Nato member Italy is the EU’s third biggest economy and Ms Meloni has sought to assure its Western allies that nothing will change in its foreign policy.
She made the short trip to the presidential palace in a white Fiat 500 car, before a private meeting with the president that lasted well over an hour. She then announced who would be in her cabinet.
Her government will include Matteo Salvini’s far-right League and the right-of-centre Forza Italia of Silvio Berlusconi – the 86-year-old former prime minister who for days has been at the centre of a row surrounding two leaked recordings that underlined his pro-Putin views and shook the coalition.
After the leaders had an 11-minute meeting with President Mattarella on Friday morning, she said the new team was “ready to give Italy a government that confronts with awareness and competence the urgency and challenges of our time”. Former Rome Mayor Virginia Raggi said beyond politics it was an important day: “For the first time we’ll have a woman at the helm in Italy.”
Only six of her government’s 24 ministers are women. They include a minister for Family and Birth Rate, Eugenia Roccella, who has described abortion as the “dark side of motherhood”.
The new Regional Affairs Minister, Roberto Calderoli, is well known in Italy for likening Italy’s first black cabinet minister to an orangutan.
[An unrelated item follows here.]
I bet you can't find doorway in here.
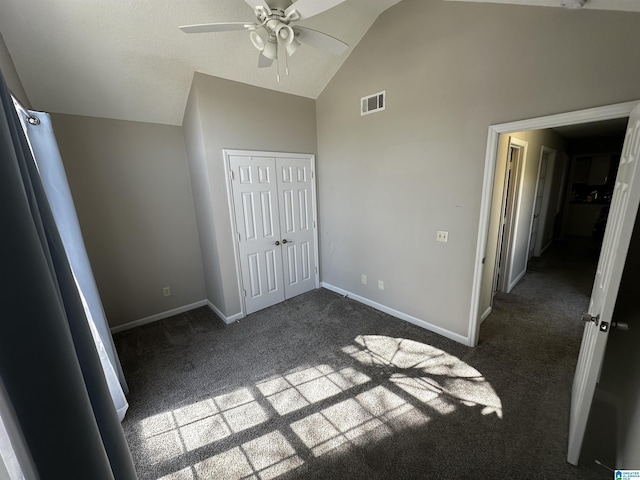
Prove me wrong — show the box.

Mr Berlusconi, who is not in the cabinet, has nevertheless overshadowed its formation. Leaked audio of his pro-Putin remarks piled pressure on Giorgia Meloni, 45, who has long sought to emphasise her pro-Atlanticist credentials.
In the first audio leak, he was heard boasting that Russian President Vladimir Putin had sent him 20 bottles of vodka for his birthday and called him “number one among his five best friends”.